This research is focused on producing hydrogen-enriched synthesis gas using steam biomass gasification. Such a gas can be used directly in land based gas turbine engines for electricity generation. Since a large percentage of the synthesis gas produced contains hydrogen, it can be used, with an additional simple step to produce hydrogen. The hydrogen is used in a process that produces jet fuel from bio oils as shown in Figure 1 below. The primary industrial method for hydrogen production is steam reforming of hydrocarbons such as oil, coal, and natural gas, where high-temperature steam reacts with the fuel to produce hydrogen and carbon monoxide. But this method is unattractive for a few reasons: the resulting hydrogen is more expensive than the starting fuel, carbon dioxide is still produced, and it relies on fossil fuel sources. Due to these limitations, we are developing clean and renewable methods of hydrogen production, focusing on solar-based approaches.

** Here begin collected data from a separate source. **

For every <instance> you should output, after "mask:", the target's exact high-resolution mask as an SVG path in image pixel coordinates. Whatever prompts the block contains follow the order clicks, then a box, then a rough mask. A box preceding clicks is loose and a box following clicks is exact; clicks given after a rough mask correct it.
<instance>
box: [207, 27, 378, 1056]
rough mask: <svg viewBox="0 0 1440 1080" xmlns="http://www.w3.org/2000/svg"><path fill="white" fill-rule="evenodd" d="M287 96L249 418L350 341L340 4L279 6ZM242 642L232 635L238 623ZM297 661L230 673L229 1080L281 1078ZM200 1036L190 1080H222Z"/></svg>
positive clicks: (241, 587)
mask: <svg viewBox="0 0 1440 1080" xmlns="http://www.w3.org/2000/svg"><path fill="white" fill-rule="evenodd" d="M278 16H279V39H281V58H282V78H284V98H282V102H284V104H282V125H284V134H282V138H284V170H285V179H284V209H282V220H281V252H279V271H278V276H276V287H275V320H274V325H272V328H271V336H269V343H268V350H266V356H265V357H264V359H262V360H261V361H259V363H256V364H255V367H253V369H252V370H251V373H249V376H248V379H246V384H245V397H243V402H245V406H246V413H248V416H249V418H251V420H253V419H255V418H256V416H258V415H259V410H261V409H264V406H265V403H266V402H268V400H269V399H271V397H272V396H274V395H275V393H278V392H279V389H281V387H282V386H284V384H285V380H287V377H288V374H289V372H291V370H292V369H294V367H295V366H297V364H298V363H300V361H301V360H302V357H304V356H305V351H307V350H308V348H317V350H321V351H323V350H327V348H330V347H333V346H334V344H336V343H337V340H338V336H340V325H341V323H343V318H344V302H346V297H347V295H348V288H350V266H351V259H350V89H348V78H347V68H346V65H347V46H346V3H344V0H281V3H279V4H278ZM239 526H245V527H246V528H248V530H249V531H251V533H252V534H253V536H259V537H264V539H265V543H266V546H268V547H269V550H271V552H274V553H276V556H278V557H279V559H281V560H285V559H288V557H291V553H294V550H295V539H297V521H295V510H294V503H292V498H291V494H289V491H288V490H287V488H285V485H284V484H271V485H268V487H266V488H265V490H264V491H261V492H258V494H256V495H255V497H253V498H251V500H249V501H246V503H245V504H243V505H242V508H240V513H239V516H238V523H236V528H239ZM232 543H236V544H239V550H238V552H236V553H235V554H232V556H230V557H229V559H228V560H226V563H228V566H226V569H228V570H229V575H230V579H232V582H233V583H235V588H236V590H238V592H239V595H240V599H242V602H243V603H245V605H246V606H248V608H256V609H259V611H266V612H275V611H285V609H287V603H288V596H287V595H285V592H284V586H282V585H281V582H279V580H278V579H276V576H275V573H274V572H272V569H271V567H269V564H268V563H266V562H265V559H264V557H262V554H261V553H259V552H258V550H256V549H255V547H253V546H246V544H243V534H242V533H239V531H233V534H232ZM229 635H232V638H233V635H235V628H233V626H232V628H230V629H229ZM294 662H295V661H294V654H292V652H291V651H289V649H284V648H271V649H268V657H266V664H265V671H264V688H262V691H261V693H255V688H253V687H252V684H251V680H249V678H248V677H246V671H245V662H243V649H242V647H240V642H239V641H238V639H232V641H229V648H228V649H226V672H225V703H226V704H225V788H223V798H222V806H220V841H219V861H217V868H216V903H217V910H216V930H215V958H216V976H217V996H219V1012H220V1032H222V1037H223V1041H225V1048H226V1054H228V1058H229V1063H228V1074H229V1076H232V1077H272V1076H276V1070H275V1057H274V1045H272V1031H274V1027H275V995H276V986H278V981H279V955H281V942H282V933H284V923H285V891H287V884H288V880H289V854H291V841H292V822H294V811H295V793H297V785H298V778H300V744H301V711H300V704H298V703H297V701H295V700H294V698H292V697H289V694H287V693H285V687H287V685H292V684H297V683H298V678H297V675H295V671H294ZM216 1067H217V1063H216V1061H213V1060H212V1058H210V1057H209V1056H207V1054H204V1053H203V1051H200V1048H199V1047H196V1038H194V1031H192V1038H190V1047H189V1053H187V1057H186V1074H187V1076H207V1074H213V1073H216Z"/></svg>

Research is currently being performed to create hydrogen through sustainable means. Figure 2 shows how this can be accomplished. Biomass (wood chips, grasses etc.) is chipped and dried and placed into an extremely hot reactor. In this heated environment biomass molecules break apart into synthesis gas (H2, CO, CO2, CH4, Tars and other molecules). Char is moved to a combustor where it is burned. The heat is then recycled in the gasification chamber. The heated synthesis gas is cooled in a heat exchanger and then thoroughly cleaned before separating out the H2. This process uses a great deal of superheated steam for fluidizing the gasfication bed. Saturated steam is sustainably created in a solar thermal field and then superheated by the heat exchanger. In this way the process can be made as efficient as possible.
Small scale (20-250 kWth) downdraft gasifiers are a valuable source of energy for populated rural areas. These units are cheap, easy to use, require minimal maintenance and can drastically improve the lives of rural communities that have no access to electricity or gas for cooking. Knowing the synthesis gas (syngas) composition from various biomass sources yields useful data for gasifier operation and feedstock selection. The goal of this study is to characterize the syngas produced from several feedstocks chosen for their cost and availability. The gasifier in these experiments is an Ankur Scientific WBG-20 rated at 50 kWth. This air fed gasifier is capable of producing syngas at a rate of up to 60 Nm3/hr. It was designed primarily for woody biomass, but can handle many different feedstocks if they are pelletized and have wet-basis moisture content below 25%. Diagrams of the key components of the system are seen in figure 3 below. The pelletized feedstock is loaded in to the hopper. The reaction bed in the hearth is externally lit and the oxygen in the incoming air combusts with some of the biomass in order to generate the heat that is then used by the pyrolysis and gasification reactions. The syngas is cleaned by several filtering mechanisms to be able to run directly into a natural gas engine and generator set to produce electricity.
A gas chromatograph is used for syngas composition analysis. The chromatograph used is the Agilent MicroGC300, which is on-line, and can sample roughly once every 2-3 minutes. The main component syngas composition results from a set of experiments with various feedstocks can be seen in figure 4 below. The measured composition is used to compute the heating values of the syngas produced through gasification of each feedstock, and can be seen in figure 5.